Aug. 2 (Bloomberg) -- Oil traded little changed in New York after the biggest gain in almost two weeks before the European Central Bank meets to discuss steps to contain the region’s debt crisis and after U.S. stockpiles shrank.
Futures fluctuated after climbing for the first time in three days yesterday as government data showed crude inventories slid the most since December. The ECB will announce a policy decision today. The U.S. Federal Reserve yesterday pledged additional support for the U.S. economy if necessary. Enbridge Inc. was waiting for approval to resume a pipeline that carries Canadian crude to the U.S. Midwest.
“Risk markets are going to be very focused on the outcome of the ECB meeting,” said Ric Spooner, a chief market analyst at CMC Markets in Sydney. “The Fed did what was expected and that was make a statement which had a clear bias toward further easing of monetary policy should it be required.”
Oil for September delivery was at $88.79 a barrel, down 12 cents, in electronic trading on the New York Mercantile Exchange at 3:05 p.m. Singapore time. The contract yesterday rose 85 cents to $88.91, the biggest gain since July 19. Prices are 10 percent lower this year.
Brent crude for September settlement was at $106.19, up 23 cents, on the London-based ICE Futures Europe exchange. The European benchmark’s premium to West Texas Intermediate was at $17.35, up from $17.05 yesterday, the widest since May.
Oil’s rebound yesterday may be unsustainable as New York futures’ 30-day stochastic oscillators remain above 70, signaling prices are overbought, according to data compiled by Bloomberg. Crude has technical support along the middle Bollinger Band, around $86.12 a barrel today. Buy orders tend to be clustered close to chart-support levels.
U.S. crude inventories shrank 6.5 million barrels last week, the biggest drop in more than seven months, data from the Energy Department showed.
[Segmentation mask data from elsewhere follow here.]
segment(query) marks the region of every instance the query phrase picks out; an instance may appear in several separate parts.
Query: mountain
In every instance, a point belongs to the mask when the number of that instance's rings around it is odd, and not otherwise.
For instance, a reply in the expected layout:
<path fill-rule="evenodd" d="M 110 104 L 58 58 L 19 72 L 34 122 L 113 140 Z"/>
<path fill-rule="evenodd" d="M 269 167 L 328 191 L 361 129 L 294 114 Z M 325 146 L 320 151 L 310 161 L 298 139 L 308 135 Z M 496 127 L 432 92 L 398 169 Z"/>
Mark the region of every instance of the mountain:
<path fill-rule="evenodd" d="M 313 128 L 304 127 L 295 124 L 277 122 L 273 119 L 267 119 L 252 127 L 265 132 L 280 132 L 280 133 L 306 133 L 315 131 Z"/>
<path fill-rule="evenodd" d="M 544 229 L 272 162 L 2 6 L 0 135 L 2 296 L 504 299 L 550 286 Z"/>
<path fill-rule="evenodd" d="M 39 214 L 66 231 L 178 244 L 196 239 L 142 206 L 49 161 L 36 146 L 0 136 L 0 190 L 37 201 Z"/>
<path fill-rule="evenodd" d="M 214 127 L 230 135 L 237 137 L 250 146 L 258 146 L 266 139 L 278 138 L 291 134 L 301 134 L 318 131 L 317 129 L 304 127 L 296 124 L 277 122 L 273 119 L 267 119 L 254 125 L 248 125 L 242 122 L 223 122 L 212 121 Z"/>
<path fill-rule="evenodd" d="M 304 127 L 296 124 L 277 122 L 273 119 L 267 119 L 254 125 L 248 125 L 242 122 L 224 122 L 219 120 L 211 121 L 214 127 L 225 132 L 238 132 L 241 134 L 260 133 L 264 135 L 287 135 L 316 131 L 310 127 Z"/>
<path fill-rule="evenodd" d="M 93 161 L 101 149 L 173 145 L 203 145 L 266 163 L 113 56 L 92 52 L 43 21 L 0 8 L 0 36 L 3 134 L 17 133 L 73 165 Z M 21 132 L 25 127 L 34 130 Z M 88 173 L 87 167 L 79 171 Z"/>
They were forecast to drop by 1 million barrels, according to a Bloomberg News survey.
U.S. gasoline supplies dropped 2.2 million barrels last week, the Energy Department report showed. They were forecast to rise 800,000 barrels, according to the median estimate of 12 analysts in the Bloomberg News survey.
Enbridge finished repairs on Line 14, which can carry 317,600 barrels a day of Canadian crude to Midwest refiners, and has submitted a startup plan to federal pipeline regulators, the company said in a statement on its website.
The Calgary-based company, which shut the pipe after an estimated 1,200 barrels of oil leaked in Wisconsin July 27, must receive approval for the plan from the U.S. Pipeline and Hazardous Materials Safety Administration before it can resume operations. Enbridge must meet 11 other requirements, including operating the line at reduced pressure, after startup.
The ECB will announce a policy decision today following President Mario Draghi’s pledge last week to do “whatever it takes” to keep the euro together. The Fed yesterday said it would take new policy steps as needed to promote stronger economic growth and employment, even as it refrained from a third round of asset purchases, or quantitative easing.
London is overtaking New York as the global hub for trading oil futures as more Brent contracts changed hands in June than at any time on record, data from ICE show. It was the first full quarter and third month in which Brent trading surpassed WTI on the Nymex.
The average daily volume for Brent rose 17 percent in June to a record 716,752 contracts. Trading in WTI climbed 6 percent to 599,674 lots.